The high-tech ECMO machine saving lives and giving families a chance to make memories
Five-week-old Sidney Mahony lies in his mother Ashleigh's arms on a secluded balcony at the Queensland Children's Hospital on a summer's day in February.
It's 3pm and time to say goodbye — way too soon after their first hello.
Dad Lonni is here and Sidney's older sister Tully, then still a toddler.
Other family and close friends have also arrived.
Some of the hospital team who have cared for Sidney since his birth with a rare and severe heart defect are among the 20 or so people who have made their way to the hospital's seventh floor balcony, to support his family as he takes his final breaths.
"It was a beautiful day," Lonni recalls, three years later.
"Brisbane couldn't have turned it on any more."
For most of his life, Sidney was attached to a machine known as ECMO — an acronym for extra-corporeal membrane oxygenation, a high-tech heart and lung machine.
At the end, it's what allowed his parents some precious extra time to make memories with their baby boy.
In other cases, such as 15-year-old Sunshine Coast teenager Byron Blackmore, it saved his life.

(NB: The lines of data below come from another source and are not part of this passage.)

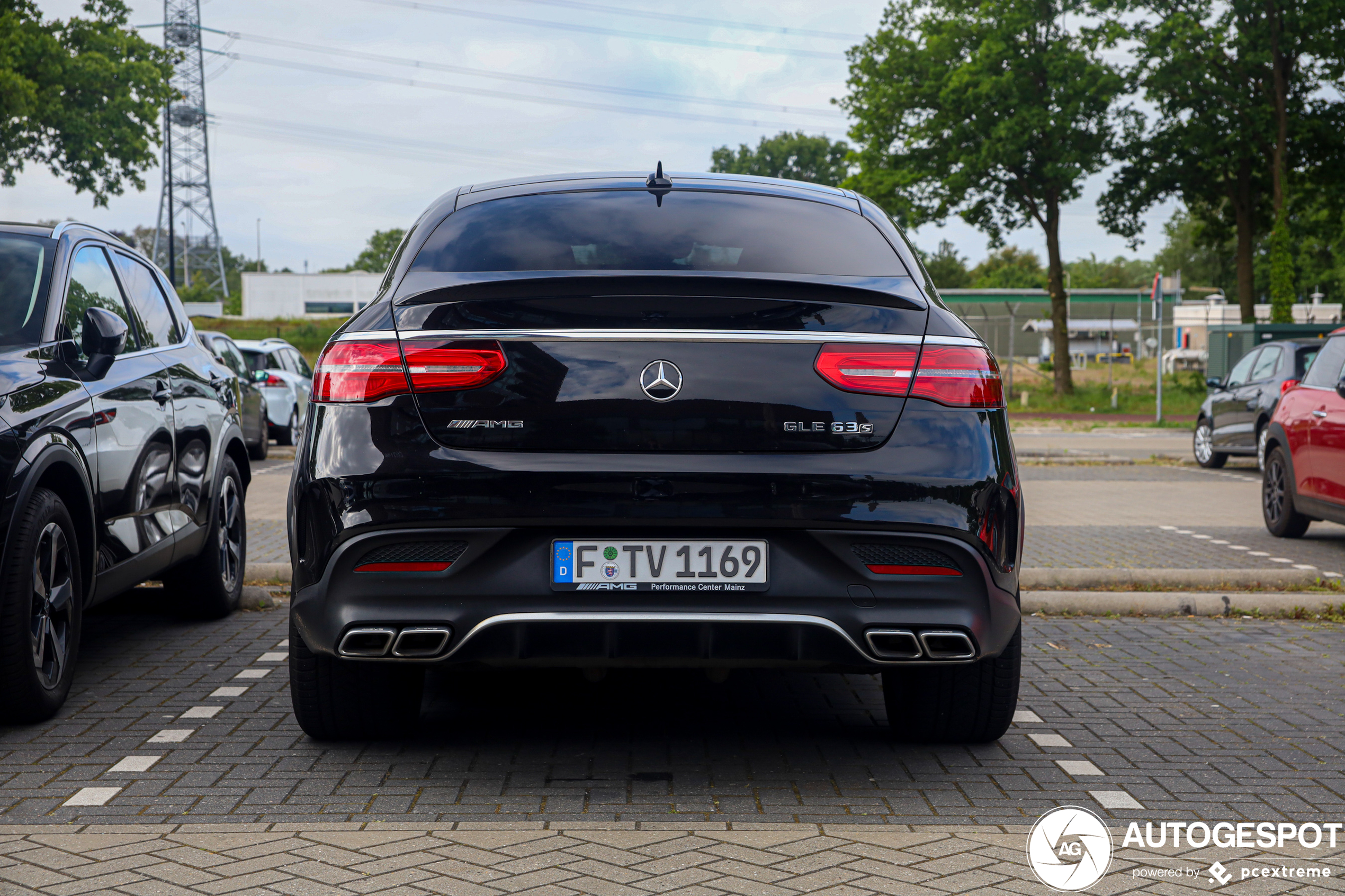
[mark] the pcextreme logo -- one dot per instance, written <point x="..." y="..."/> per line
<point x="1070" y="849"/>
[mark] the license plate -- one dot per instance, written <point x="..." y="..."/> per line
<point x="658" y="566"/>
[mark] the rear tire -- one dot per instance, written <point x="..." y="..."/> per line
<point x="210" y="585"/>
<point x="285" y="435"/>
<point x="972" y="703"/>
<point x="350" y="699"/>
<point x="1203" y="446"/>
<point x="1282" y="520"/>
<point x="41" y="612"/>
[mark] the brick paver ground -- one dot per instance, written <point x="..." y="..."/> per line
<point x="1194" y="719"/>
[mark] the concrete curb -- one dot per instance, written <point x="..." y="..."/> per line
<point x="1184" y="603"/>
<point x="1079" y="578"/>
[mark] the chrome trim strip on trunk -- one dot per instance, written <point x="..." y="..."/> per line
<point x="662" y="336"/>
<point x="787" y="618"/>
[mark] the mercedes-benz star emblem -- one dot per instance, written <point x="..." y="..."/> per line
<point x="661" y="381"/>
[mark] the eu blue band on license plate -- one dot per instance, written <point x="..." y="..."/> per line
<point x="659" y="565"/>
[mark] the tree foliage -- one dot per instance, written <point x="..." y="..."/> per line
<point x="796" y="156"/>
<point x="990" y="111"/>
<point x="377" y="254"/>
<point x="81" y="97"/>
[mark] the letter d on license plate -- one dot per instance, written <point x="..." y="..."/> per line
<point x="599" y="565"/>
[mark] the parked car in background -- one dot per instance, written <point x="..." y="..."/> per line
<point x="252" y="403"/>
<point x="121" y="457"/>
<point x="612" y="421"/>
<point x="287" y="385"/>
<point x="1305" y="450"/>
<point x="1235" y="415"/>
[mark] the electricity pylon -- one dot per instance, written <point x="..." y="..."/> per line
<point x="186" y="203"/>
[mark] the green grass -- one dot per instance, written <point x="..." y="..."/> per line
<point x="307" y="336"/>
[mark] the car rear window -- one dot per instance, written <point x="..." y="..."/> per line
<point x="630" y="230"/>
<point x="24" y="278"/>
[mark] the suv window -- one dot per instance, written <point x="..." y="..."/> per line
<point x="24" y="276"/>
<point x="1266" y="363"/>
<point x="147" y="303"/>
<point x="1242" y="370"/>
<point x="629" y="230"/>
<point x="92" y="285"/>
<point x="1326" y="370"/>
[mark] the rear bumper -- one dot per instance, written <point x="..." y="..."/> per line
<point x="497" y="605"/>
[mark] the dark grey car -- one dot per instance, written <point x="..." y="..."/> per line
<point x="1235" y="415"/>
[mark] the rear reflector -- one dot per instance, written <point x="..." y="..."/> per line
<point x="436" y="366"/>
<point x="958" y="376"/>
<point x="883" y="568"/>
<point x="402" y="567"/>
<point x="360" y="373"/>
<point x="881" y="370"/>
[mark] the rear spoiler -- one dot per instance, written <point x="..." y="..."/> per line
<point x="428" y="288"/>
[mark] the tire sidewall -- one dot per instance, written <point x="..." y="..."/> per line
<point x="23" y="698"/>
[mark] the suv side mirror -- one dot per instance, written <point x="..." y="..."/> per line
<point x="104" y="338"/>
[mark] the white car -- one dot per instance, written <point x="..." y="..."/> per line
<point x="284" y="378"/>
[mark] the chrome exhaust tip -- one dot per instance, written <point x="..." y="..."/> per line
<point x="366" y="642"/>
<point x="947" y="645"/>
<point x="893" y="644"/>
<point x="422" y="642"/>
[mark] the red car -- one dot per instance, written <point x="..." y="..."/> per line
<point x="1305" y="453"/>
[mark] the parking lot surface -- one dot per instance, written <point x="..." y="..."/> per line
<point x="1186" y="719"/>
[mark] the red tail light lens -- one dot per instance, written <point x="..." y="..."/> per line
<point x="958" y="376"/>
<point x="881" y="370"/>
<point x="360" y="373"/>
<point x="436" y="366"/>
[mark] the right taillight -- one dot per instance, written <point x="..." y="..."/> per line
<point x="960" y="376"/>
<point x="881" y="370"/>
<point x="360" y="373"/>
<point x="954" y="375"/>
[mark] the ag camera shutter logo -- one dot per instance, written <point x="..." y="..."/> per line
<point x="1070" y="849"/>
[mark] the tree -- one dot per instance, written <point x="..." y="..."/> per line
<point x="989" y="111"/>
<point x="377" y="256"/>
<point x="83" y="97"/>
<point x="1010" y="268"/>
<point x="947" y="269"/>
<point x="787" y="155"/>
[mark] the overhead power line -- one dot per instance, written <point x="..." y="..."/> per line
<point x="611" y="33"/>
<point x="532" y="80"/>
<point x="504" y="94"/>
<point x="696" y="21"/>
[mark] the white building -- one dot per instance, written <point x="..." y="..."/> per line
<point x="307" y="295"/>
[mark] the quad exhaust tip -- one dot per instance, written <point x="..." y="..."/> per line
<point x="903" y="644"/>
<point x="414" y="642"/>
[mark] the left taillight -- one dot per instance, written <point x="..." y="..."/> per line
<point x="439" y="366"/>
<point x="360" y="373"/>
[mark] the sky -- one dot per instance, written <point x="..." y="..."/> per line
<point x="327" y="141"/>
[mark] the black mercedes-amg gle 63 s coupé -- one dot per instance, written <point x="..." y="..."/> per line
<point x="120" y="453"/>
<point x="689" y="421"/>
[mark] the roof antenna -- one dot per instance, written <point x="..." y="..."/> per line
<point x="658" y="185"/>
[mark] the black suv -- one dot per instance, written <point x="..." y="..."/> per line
<point x="1235" y="415"/>
<point x="698" y="421"/>
<point x="120" y="452"/>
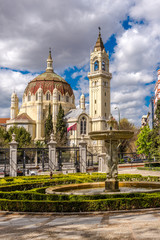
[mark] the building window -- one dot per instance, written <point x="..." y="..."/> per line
<point x="96" y="65"/>
<point x="67" y="99"/>
<point x="29" y="97"/>
<point x="48" y="96"/>
<point x="83" y="125"/>
<point x="103" y="66"/>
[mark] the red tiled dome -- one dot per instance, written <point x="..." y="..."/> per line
<point x="48" y="81"/>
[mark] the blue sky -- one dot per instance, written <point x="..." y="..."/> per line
<point x="130" y="32"/>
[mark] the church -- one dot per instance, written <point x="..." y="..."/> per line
<point x="50" y="88"/>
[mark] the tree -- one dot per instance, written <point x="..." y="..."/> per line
<point x="61" y="129"/>
<point x="155" y="133"/>
<point x="23" y="137"/>
<point x="48" y="125"/>
<point x="144" y="141"/>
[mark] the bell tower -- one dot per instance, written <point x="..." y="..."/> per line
<point x="99" y="85"/>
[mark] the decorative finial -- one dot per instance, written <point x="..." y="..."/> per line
<point x="99" y="30"/>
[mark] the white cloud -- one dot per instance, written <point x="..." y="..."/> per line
<point x="69" y="27"/>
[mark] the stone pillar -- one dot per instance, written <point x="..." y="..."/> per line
<point x="112" y="183"/>
<point x="102" y="166"/>
<point x="13" y="157"/>
<point x="83" y="155"/>
<point x="52" y="153"/>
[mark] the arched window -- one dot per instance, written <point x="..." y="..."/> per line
<point x="83" y="126"/>
<point x="48" y="96"/>
<point x="103" y="66"/>
<point x="29" y="97"/>
<point x="96" y="65"/>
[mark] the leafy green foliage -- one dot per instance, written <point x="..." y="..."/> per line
<point x="48" y="125"/>
<point x="23" y="137"/>
<point x="21" y="196"/>
<point x="128" y="145"/>
<point x="144" y="141"/>
<point x="155" y="134"/>
<point x="61" y="129"/>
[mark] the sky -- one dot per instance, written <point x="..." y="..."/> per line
<point x="130" y="31"/>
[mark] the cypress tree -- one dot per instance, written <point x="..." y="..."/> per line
<point x="48" y="125"/>
<point x="61" y="129"/>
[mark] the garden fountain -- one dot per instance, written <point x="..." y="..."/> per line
<point x="111" y="136"/>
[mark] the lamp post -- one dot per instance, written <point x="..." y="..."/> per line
<point x="118" y="116"/>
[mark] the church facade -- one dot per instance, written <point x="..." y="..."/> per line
<point x="51" y="89"/>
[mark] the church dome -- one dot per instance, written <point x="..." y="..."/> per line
<point x="48" y="81"/>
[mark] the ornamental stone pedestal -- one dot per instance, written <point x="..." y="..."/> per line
<point x="83" y="155"/>
<point x="111" y="136"/>
<point x="13" y="157"/>
<point x="52" y="153"/>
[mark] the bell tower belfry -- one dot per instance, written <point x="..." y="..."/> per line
<point x="99" y="86"/>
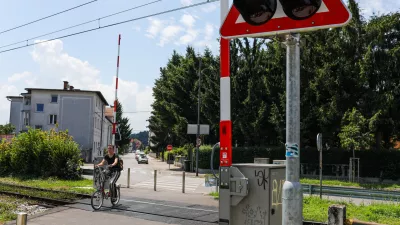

Sidney and Byron are among more than 270 children who have been treated with ECMO since the Queensland Children's Hospital opened in 2014.
ECMO patients are so critically ill, only about two-thirds survive.
The hospital's three heart surgeons are the only medical specialists in the state qualified to place children on the machine, which has become a treatment of last resort.
Queensland Children's Hospital director of cardiac surgery Nelson Alphonso says intensive care specialists will typically call on heart surgeons to place a child on ECMO in cases of severe heart or lung failure, or a combination of both, when all else has failed.
"They only call us when the patient is really at death's door, to come and intervene," Dr Alphonso says.
Occasionally, they'll move the baby to the operating theatre to connect them to the ECMO machine.
But in most cases, there's no time.
"The children are too sick to be moved and so we will place them on ECMO where they are," Dr Alphonso explains.
"In some instances, we have to open the chest in the paediatric intensive care unit (PICU) and connect the baby to the ECMO machine.
"Sometimes we put patients on when they're in a cardiac arrest situation, when they're undergoing chest compressions and being resuscitated."
Sidney was about a week old in early January 2022, when he was first put on ECMO after being born with hypoplastic left heart syndrome, also known as "half a heart" because the left side of the heart is severely underdeveloped.
He was also born with only one kidney.
Towards the end of open-heart surgery to re-plumb his heart's right chamber — allowing it to take over completely from the underdeveloped left side — he suffered an unexplained leak in a key heart valve.
Dr Alphonso had to repair the valve on the operating table.
When Ashleigh and Lonni finally saw their baby after the operation, he was connected to ECMO — a machine several times his size.
"I didn't really know what to expect," Ashleigh says.
"There was a lot of blood … just seeing blood going through tubes, an open chest.
"I know that they explain it to you, but when you see it in person it's really confronting — like this is your body working for you outside your body, keeping you alive.
In simple terms, ECMO takes over the work of the heart and the lungs.
It siphons blood out of the child, removes carbon dioxide and oxygenates it before sending it back to the body, giving the patient's heart and lungs time to rest and recover.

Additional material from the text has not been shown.